South African football seems to have learned that lesson very early, and with Vodacom seems to have struck a deal that will ensure there will be happy returns for the sport and its dreams.
The cellphone company is one of soccer’s biggest backers, sponsoring local powerhouses Orlando Pirates and Kaizer Chiefs, Bafana Bafana, the national women’s team Banyana Banyana and the under-20 side Amajita.
The sponsorship goes beyond soccer, beyond sport, because Vodacom bankrolls rugby’s Vodacom Cup, the Super 12 and the Tri Nations, as well as the Cheetahs and Eagles teams — and the Felicia Mabuza-Suttle talk show on e.tv.
But Vodacom’s most ambitious plan yet must be the putting of its name, and money, behind the bid to bring soccer World Cup 2010 to South Africa.
Vodacom’s corporate affairs executive Mthobi Tyamzashe says the sponsorship of the game of millions is not a charitable act but a business imperative.
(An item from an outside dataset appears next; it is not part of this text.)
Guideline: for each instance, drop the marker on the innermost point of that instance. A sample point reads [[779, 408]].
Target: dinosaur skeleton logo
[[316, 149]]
‘Vodacom identified sport as a vehicle to be used as a driver of sales. We do not classify sport as a social responsibility but as a business deal,” said Tyamzashe.
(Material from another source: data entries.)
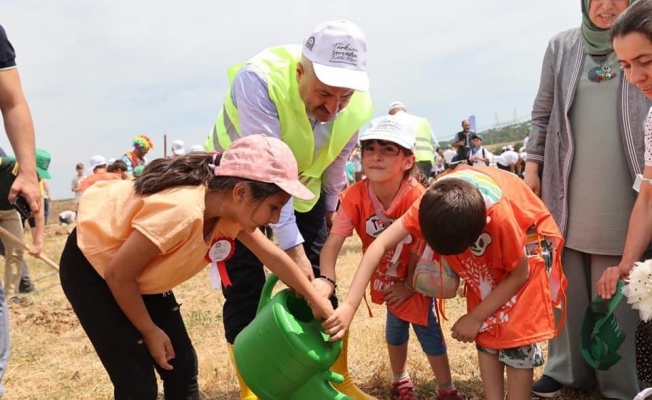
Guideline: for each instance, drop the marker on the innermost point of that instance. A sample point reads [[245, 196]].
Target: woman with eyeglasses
[[632, 42], [584, 151]]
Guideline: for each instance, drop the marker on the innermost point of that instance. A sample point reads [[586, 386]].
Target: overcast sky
[[96, 73]]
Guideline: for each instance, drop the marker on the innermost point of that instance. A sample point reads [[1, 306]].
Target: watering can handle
[[266, 294]]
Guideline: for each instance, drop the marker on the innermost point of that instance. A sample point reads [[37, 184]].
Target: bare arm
[[327, 262], [20, 132], [283, 266], [639, 234], [121, 273], [341, 319]]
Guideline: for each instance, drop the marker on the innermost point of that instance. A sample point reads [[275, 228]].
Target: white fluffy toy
[[639, 289]]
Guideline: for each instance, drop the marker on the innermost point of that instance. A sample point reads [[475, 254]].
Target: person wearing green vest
[[314, 98], [426, 142]]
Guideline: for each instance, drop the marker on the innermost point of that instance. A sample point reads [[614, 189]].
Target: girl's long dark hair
[[195, 169]]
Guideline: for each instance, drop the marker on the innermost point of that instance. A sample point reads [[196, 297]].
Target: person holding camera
[[462, 142], [12, 222]]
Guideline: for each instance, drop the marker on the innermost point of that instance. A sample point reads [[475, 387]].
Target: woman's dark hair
[[636, 18], [195, 169], [452, 215], [117, 166]]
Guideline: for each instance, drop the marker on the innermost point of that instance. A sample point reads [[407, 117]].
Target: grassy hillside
[[51, 357]]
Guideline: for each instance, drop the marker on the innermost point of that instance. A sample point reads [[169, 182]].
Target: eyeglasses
[[387, 150], [639, 180]]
He said research companies had shown that soccer had a following of 87% of the population, making the sport an obvious vehicle for a corporation that wanted to increase its brand awareness.
Vodacom, SABMiller, First National Bank, Supersport, BMW and Anglo American are some of the 17 national and transnational companies that have thrown their weight and cash behind the effort to bring the World Cup to South Africa.
Tyamzashe says Vodacom’s bid is not just about sport.
‘There is an analogy that I like. When [Cape Town] was bidding to host the Olympic Games Minister [of Trade and Industry] Alec Erwin said we do not just want the Olympics for the sake of it. We want it to help develop the country. We want it because it would help develop infrastructure where it doesn’t exist.
‘The soccer guys have done all sorts of feasibility studies and tell us that hosting the World Cup will create 129 000 jobs — granted that some will be temporary.
‘Through the huge expenditure that will follow, such as the building of stadiums, it could help bring those who are outside the mainstream of the economy [back into the mainstream].
‘South Africa is a relatively successful country even if only 20% of the population is involved in economic activity. How much more developed it could be if we extended that figure to 60% or 80% of the population.”
Tyamzashe said the deal with the World Cup bid was in cash and in kind. The bid company, its administrative staff and ambassadors have access to phones, cash to run the office as well as to the company’s expertise. The sponsoring companies are entitled to have a representative on the bid company’s board of directors.
The assistance to the bid company will be rolled out until 2010 when the world championships would hopefully be held in South Africa.
‘Fifa [soccer’s world governing body] wants a guarantee that the country can provide a communications infrastructure, pre the event. Many countries have lost the bid because they could only provide those guarantees after they had won it.”
The other reason that Vodacom is involved is that after its relatively long association with soccer, it would have been unthinkable if it were not there.
Tyamzashe says some companies who are not traditionally involved in soccer would have smelt a rat had Vodacom not come aboard.
In the long term, Tyamzashe hopes that the continued association with the game will change the perception that football is riddled with administrative chaos. And to kick-start what he reckons is the momentum the sport needs to fulfil its potential.
‘Steve Tshwete [the late sports and later safety and security minister] liked saying: ‘We are not interested in a wheelbarrow, which only moves when you push it. We want something that has a momentum of its own.’
‘That’s what we also want for soccer. We don’t want [the World Cup] to be like the circus that comes to town and three days later there is no sign that it was ever there,” said Tyamzashe.
‘I think that soccer has moved from that perception [of inherent strife] and we are approaching an era where it is a viable area of investment that in itself raises the stakes.”
But with Vodacom being a telecommunications company and soccer being the game of billions, their synergy was inevitable.
Says Tyamzashe: ‘Soccer has the potential of speaking all languages. In Africa there is hardly a country where soccer is not played. We see it as advance publicity where we do not exist, and where we do, to get more.”